I am a member of Agree Realty.New York Stock Exchange:Advanced) Common and preferred stocks have declined since the start of the year in response to continued weakness in these securities. Common stocks are down 9%. Past year 4.25% Series A Preferred stock (New York Stock Exchange:ADC.PR.A) is trading at a steep 32% discount to its liquidation value of $25 per share. Commons paid its last monthly cash dividend $0.250 per shareAt $3 per share per year, ADC’s dividend yield is 5.1%, unchanged from last month. The yield is near its highest in 10 years, and ADC is trading at 14.4 times the midpoint of its full-year 2024 adjusted operating earnings (AFFO) guidance. $4.10 to $4.13 per shareThis ratio is approximately That’s a 19x return by 2022, just as the Fed raises base interest rates to their highest in more than two decades. Thus, lower interest rates remain a key driver of positive total returns for both common and preferred stocks.
ADC owns 2,161 properties with a total leasable area of 44.9 million square feet As of the end of the first quarter of fiscal 2024, the portfolio was 99.6% leased with a weighted average remaining lease term of 8.2 years and 68.8% of annual base rents from investment grade rated domestic tenants. Importantly, my investment in ADC is based on its AFFO growth prospects, growing dividend, and strong balance sheet. The REIT’s guidance is to grow AFFO 4.2% year over year at the midpoint, with a recent dividend of 137% annualized and a dividend payout ratio of approximately 73%. Since I acquired ADC, the common stock has risen and the preferred stock has fallen. Last covered REITs.
AFFO Growth, Investments, and Free Cash Flow
ADC reported first-quarter sales of $149.45 million, up 18% from the same period last year and beating market expectations. AFFO per share was $1.03 Continued investment momentum from net-lease REITs led to a 4.6% increase from a year ago. ADC invested $140 million in 50 retail net-lease properties in the first quarter, but its 2024 acquisition guidance is $600 millionThe REIT also sold six properties for gross proceeds of $22.3 million, a weighted average capitalization rate of 6.2%, and expects full-year sales to be between $50 million and $100 million.
ADC’s weighted average cap rate increased 50 basis points sequentially to 7.7% in the first quarter as management targets investment spreads of at least 100 basis points above its cost of capital. The REIT’s free cash flow has been steadily increasing, providing an internal engine for growth even as rising base interest rates have reduced acquisitions from highs in 2022. Combining AFFO growth and dividend yield, ADC’s near-term total return is at least 9%, with returns likely to increase further if the Fed cuts interest rates later this year.
Preferred Stock Opportunities, Debt Maturities, and the Fed
ADC’s preferred shares offer an asymmetric investment profile. The securities were rated “Baa2” investment grade by Moody’s at the time of their issuance in the summer of 2021. The $1.0625 annual coupon has a monthly distribution schedule and offers a cost yield of 6.2% at $17.01 per share, compared to the preferred shares trading at 68 cents per share. They were issued with a competitively low headline coupon rate of 4.25% and therefore face duration risk from liquidation discounts that are subject to fluctuations in the federal funds rate. ADC’s recent May 2024 maturity Issuance of senior unsecured bonds The preferred shares due 2034 completed at a yield of 5.625%, 138 basis points higher than the yield on the preferred stock.
ADC’s debt maturities are also very slow, with only $52 million of debt maturing through the end of 2026. The REIT has total liquidity of $920 million As of the end of the first quarter, $620 million of this was from revolving loans.With no maturing debt, ADC doesn’t face the same refinancing risks as other equity REITs, enhancing the REIT’s ability to pursue acquisition volume and grow AFFO.

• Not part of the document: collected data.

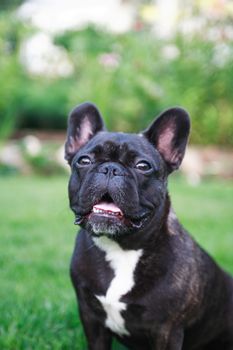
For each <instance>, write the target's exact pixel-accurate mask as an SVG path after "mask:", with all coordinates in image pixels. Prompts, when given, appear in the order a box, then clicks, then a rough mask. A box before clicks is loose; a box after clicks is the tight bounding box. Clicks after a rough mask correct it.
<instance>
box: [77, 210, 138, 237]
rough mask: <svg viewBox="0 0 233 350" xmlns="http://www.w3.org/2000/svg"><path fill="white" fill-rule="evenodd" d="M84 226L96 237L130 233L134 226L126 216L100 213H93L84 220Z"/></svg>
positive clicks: (112, 236)
mask: <svg viewBox="0 0 233 350" xmlns="http://www.w3.org/2000/svg"><path fill="white" fill-rule="evenodd" d="M83 227H84V228H85V229H86V230H87V231H88V232H89V233H90V234H91V235H92V236H94V237H100V236H109V237H116V236H122V235H125V234H129V233H131V232H132V231H133V226H132V224H131V223H130V221H129V220H127V219H125V218H124V217H113V216H111V215H100V214H94V213H91V214H90V215H89V216H88V218H86V220H85V221H84V222H83Z"/></svg>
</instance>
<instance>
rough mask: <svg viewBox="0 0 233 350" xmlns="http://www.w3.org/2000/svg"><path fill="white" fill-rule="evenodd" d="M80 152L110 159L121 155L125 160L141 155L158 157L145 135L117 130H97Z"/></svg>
mask: <svg viewBox="0 0 233 350" xmlns="http://www.w3.org/2000/svg"><path fill="white" fill-rule="evenodd" d="M82 152H90V153H93V154H94V155H95V156H96V157H97V158H101V157H104V158H109V159H110V160H111V161H117V160H118V159H122V157H124V158H125V161H127V160H130V159H132V158H136V157H143V156H144V157H145V156H147V157H148V156H149V157H151V158H154V157H155V158H157V157H158V158H159V153H158V152H157V151H156V150H155V148H154V147H153V146H152V145H151V144H150V143H149V142H148V141H147V140H146V138H145V137H143V136H140V135H138V134H127V133H117V132H104V131H103V132H99V133H98V134H97V135H95V136H94V137H93V138H92V139H91V140H90V141H89V142H88V143H87V144H86V145H85V147H83V149H82Z"/></svg>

So ADC offers a near-record dividend yield from its expanding portfolio of net-lease retail properties, and the preferred stock is trading well below liquidation value despite the safety of the underlying REITs and scheduled Fed rate cuts. I bought both securities for the safety of scale and strong total return potential wrapped in an investment grade rated balance sheet. The near-term returns of both securities are expected to continue to grow as inflation exceeds the Fed’s target and the CME FedWatch tool indicates at least 25 basis points The reduction numbers as a base projection for the end of 2024. You will receive monthly dividends while you wait.